By adding "Reachability" (e.g., is port 443 open to 0.0.0.0/0?), you filter the list even further. A "Critical" vulnerability on an air-gapped test server is not a risk; it's a documentation exercise.
Frequently Asked Questions about EPSS
Does EPSS replace CVSS?
No. CVSS measures severity (what happens if it explodes). EPSS measures threat (will it explode). You need both to calculate true risk.
What is a good EPSS score threshold?
Most organisations start with 10% (0.1). Data shows that patching vulnerabilities above this threshold captures the vast majority of exploited flaws while significantly reducing the workload compared to CVSS 7+.
How often does EPSS update?
EPSS scores are updated daily by FIRST.org based on new threat intelligence. A static report from last week is already obsolete.
Key Takeaways
- CVSS measures severity; EPSS measures threat. You need both for true risk prioritization.
- Only 6% of CVEs are ever exploited. Stop wasting 94% of your effort on ghost risks.

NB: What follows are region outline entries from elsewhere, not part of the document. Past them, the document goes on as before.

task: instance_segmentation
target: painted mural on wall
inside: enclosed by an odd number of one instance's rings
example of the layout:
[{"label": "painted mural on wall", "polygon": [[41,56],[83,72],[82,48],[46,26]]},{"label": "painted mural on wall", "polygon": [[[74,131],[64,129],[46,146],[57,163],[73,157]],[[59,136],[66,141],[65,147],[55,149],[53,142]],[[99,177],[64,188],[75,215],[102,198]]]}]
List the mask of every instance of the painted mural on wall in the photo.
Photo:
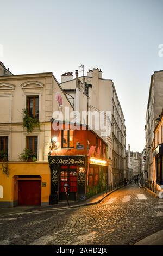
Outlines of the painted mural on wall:
[{"label": "painted mural on wall", "polygon": [[55,93],[55,100],[57,103],[58,111],[62,112],[63,99],[61,94],[58,92]]}]

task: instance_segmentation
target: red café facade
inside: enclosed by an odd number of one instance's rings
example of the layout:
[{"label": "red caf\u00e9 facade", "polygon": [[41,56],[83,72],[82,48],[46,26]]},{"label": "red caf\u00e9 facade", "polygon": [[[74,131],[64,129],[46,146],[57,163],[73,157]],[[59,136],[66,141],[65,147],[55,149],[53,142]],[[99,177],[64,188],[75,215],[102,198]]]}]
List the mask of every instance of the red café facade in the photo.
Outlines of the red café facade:
[{"label": "red caf\u00e9 facade", "polygon": [[88,130],[55,131],[48,156],[51,169],[50,204],[67,199],[84,200],[108,187],[107,144]]}]

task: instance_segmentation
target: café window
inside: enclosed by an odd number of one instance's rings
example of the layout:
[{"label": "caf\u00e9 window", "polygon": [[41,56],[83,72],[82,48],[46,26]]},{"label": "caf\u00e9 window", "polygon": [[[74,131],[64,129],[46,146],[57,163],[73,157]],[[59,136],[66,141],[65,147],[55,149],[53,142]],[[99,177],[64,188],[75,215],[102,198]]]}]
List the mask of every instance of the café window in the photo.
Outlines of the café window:
[{"label": "caf\u00e9 window", "polygon": [[163,184],[163,156],[160,156],[156,158],[156,182],[158,184]]},{"label": "caf\u00e9 window", "polygon": [[33,156],[37,157],[37,136],[26,136],[26,149],[29,149]]},{"label": "caf\u00e9 window", "polygon": [[73,148],[74,131],[63,130],[61,131],[61,147]]},{"label": "caf\u00e9 window", "polygon": [[8,137],[0,136],[0,159],[8,156]]},{"label": "caf\u00e9 window", "polygon": [[98,148],[98,138],[96,137],[96,152],[97,152],[97,149]]},{"label": "caf\u00e9 window", "polygon": [[30,117],[39,119],[39,96],[27,97],[27,109]]}]

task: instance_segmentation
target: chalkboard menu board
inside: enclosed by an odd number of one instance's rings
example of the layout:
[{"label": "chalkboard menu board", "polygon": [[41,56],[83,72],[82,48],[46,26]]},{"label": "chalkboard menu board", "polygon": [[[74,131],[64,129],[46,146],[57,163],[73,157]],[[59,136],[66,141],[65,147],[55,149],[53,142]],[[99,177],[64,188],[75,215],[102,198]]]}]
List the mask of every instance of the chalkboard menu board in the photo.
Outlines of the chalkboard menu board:
[{"label": "chalkboard menu board", "polygon": [[85,169],[82,168],[79,170],[78,179],[78,193],[79,194],[84,194],[85,190]]},{"label": "chalkboard menu board", "polygon": [[51,193],[58,191],[59,169],[51,166]]}]

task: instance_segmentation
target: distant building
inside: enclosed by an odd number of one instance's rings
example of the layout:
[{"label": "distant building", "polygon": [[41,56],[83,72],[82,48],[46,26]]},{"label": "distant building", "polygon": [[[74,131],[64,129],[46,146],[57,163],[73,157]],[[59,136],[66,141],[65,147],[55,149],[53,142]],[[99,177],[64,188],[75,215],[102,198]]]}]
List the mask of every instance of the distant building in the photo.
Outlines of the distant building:
[{"label": "distant building", "polygon": [[146,170],[146,148],[145,147],[143,151],[141,153],[141,172],[142,175],[145,180],[147,180],[147,170]]},{"label": "distant building", "polygon": [[129,178],[137,176],[141,174],[141,153],[130,151],[130,145],[128,145],[127,151],[128,157],[128,173]]}]

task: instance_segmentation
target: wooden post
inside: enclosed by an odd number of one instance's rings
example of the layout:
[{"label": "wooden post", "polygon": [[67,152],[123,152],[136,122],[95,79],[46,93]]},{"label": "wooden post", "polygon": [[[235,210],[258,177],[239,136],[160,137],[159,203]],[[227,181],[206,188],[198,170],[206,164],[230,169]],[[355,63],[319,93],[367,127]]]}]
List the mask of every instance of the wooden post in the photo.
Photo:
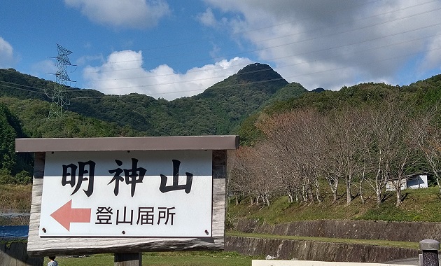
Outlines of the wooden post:
[{"label": "wooden post", "polygon": [[115,253],[115,266],[141,266],[142,253]]}]

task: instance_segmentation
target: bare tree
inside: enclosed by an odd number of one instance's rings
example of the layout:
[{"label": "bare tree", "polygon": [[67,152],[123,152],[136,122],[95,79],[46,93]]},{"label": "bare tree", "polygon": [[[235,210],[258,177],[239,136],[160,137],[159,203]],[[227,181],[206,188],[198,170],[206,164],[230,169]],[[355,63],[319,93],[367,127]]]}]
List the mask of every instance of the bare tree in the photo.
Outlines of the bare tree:
[{"label": "bare tree", "polygon": [[440,194],[441,185],[441,130],[435,122],[438,108],[418,115],[412,122],[412,136],[435,176]]}]

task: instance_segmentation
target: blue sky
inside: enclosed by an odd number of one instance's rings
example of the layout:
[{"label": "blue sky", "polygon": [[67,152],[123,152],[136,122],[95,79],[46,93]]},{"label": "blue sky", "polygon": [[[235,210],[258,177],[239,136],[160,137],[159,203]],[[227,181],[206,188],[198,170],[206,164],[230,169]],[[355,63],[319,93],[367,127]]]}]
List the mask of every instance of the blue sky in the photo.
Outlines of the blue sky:
[{"label": "blue sky", "polygon": [[45,0],[0,3],[0,68],[80,88],[191,96],[255,62],[307,90],[441,72],[441,0]]}]

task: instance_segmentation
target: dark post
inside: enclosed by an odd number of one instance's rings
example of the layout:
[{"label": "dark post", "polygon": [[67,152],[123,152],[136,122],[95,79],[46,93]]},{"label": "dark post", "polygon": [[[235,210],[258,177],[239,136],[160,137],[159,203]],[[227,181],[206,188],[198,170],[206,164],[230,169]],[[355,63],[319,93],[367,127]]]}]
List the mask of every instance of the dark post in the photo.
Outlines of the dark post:
[{"label": "dark post", "polygon": [[419,241],[419,248],[423,252],[422,266],[440,266],[438,249],[440,242],[433,239],[424,239]]},{"label": "dark post", "polygon": [[115,266],[141,266],[142,253],[115,253]]}]

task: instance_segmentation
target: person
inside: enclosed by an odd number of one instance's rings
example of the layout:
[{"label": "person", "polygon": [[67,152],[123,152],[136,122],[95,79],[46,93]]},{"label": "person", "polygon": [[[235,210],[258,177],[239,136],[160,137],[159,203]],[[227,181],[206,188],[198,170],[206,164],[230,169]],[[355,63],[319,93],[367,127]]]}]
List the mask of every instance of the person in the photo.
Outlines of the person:
[{"label": "person", "polygon": [[50,256],[49,257],[49,262],[48,262],[48,266],[58,266],[58,262],[55,260],[55,256]]}]

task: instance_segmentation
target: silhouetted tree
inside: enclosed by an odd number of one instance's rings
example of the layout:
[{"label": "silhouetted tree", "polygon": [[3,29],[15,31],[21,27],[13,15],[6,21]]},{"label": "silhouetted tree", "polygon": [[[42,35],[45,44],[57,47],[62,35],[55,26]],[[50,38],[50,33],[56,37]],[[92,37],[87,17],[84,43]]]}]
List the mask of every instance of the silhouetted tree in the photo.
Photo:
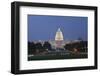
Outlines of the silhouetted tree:
[{"label": "silhouetted tree", "polygon": [[28,54],[35,54],[36,53],[36,46],[34,42],[28,42]]},{"label": "silhouetted tree", "polygon": [[44,49],[48,49],[48,50],[51,50],[52,47],[51,47],[51,44],[49,42],[44,42],[44,45],[43,45]]}]

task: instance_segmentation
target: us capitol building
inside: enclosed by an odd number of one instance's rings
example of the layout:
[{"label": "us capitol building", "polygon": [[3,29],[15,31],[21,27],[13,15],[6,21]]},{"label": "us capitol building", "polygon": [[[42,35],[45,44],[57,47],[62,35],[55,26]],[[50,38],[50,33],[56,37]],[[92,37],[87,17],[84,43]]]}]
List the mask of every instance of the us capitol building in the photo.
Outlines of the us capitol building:
[{"label": "us capitol building", "polygon": [[[35,42],[36,43],[41,42],[42,44],[44,44],[45,41],[39,40],[39,41],[35,41]],[[73,41],[64,40],[63,32],[61,31],[60,28],[58,28],[58,30],[55,34],[55,39],[48,40],[48,42],[51,44],[53,49],[57,49],[57,48],[63,48],[65,44],[79,42],[79,40],[73,40]]]}]

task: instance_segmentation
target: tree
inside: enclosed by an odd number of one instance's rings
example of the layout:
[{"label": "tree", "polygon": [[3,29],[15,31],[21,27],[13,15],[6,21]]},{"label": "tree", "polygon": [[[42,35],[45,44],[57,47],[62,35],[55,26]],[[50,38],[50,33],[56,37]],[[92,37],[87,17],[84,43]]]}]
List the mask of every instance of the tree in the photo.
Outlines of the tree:
[{"label": "tree", "polygon": [[48,49],[48,50],[51,50],[52,47],[51,47],[51,44],[49,42],[44,42],[44,45],[43,45],[44,49]]},{"label": "tree", "polygon": [[28,54],[35,54],[36,46],[34,42],[28,42]]}]

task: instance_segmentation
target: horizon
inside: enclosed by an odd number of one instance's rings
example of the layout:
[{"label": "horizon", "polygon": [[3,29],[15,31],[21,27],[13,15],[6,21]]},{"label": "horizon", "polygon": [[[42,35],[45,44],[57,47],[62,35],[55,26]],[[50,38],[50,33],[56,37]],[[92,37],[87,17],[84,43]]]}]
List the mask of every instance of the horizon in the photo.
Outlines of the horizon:
[{"label": "horizon", "polygon": [[55,40],[58,28],[61,29],[64,40],[87,41],[87,17],[28,15],[28,41]]}]

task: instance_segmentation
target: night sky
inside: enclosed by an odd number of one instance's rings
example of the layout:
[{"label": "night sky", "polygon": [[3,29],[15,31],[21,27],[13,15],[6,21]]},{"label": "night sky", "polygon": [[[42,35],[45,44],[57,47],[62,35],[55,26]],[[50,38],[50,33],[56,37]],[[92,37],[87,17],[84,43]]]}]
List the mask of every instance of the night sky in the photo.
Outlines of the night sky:
[{"label": "night sky", "polygon": [[28,41],[54,40],[58,28],[64,40],[87,40],[87,17],[28,15]]}]

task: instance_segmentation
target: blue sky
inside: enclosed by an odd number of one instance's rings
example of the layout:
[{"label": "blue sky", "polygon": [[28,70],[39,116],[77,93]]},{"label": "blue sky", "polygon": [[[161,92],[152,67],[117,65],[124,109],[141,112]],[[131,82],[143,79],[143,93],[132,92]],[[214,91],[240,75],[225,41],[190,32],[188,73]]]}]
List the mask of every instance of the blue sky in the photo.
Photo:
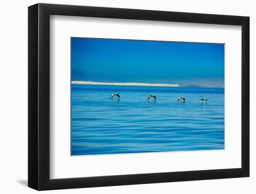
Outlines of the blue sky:
[{"label": "blue sky", "polygon": [[224,86],[224,45],[71,38],[72,80]]}]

- Triangulate: KEV + EPSS + Threat Intel. No single signal is enough.
- Add business context. Risk = EPSS × Asset Value × Reachability.
The shift from severity-based to risk-based prioritization is not optional. It's survival. Organisations that master EPSS and the math of remediation will patch what matters. Everyone else will drown in vulnerability noise.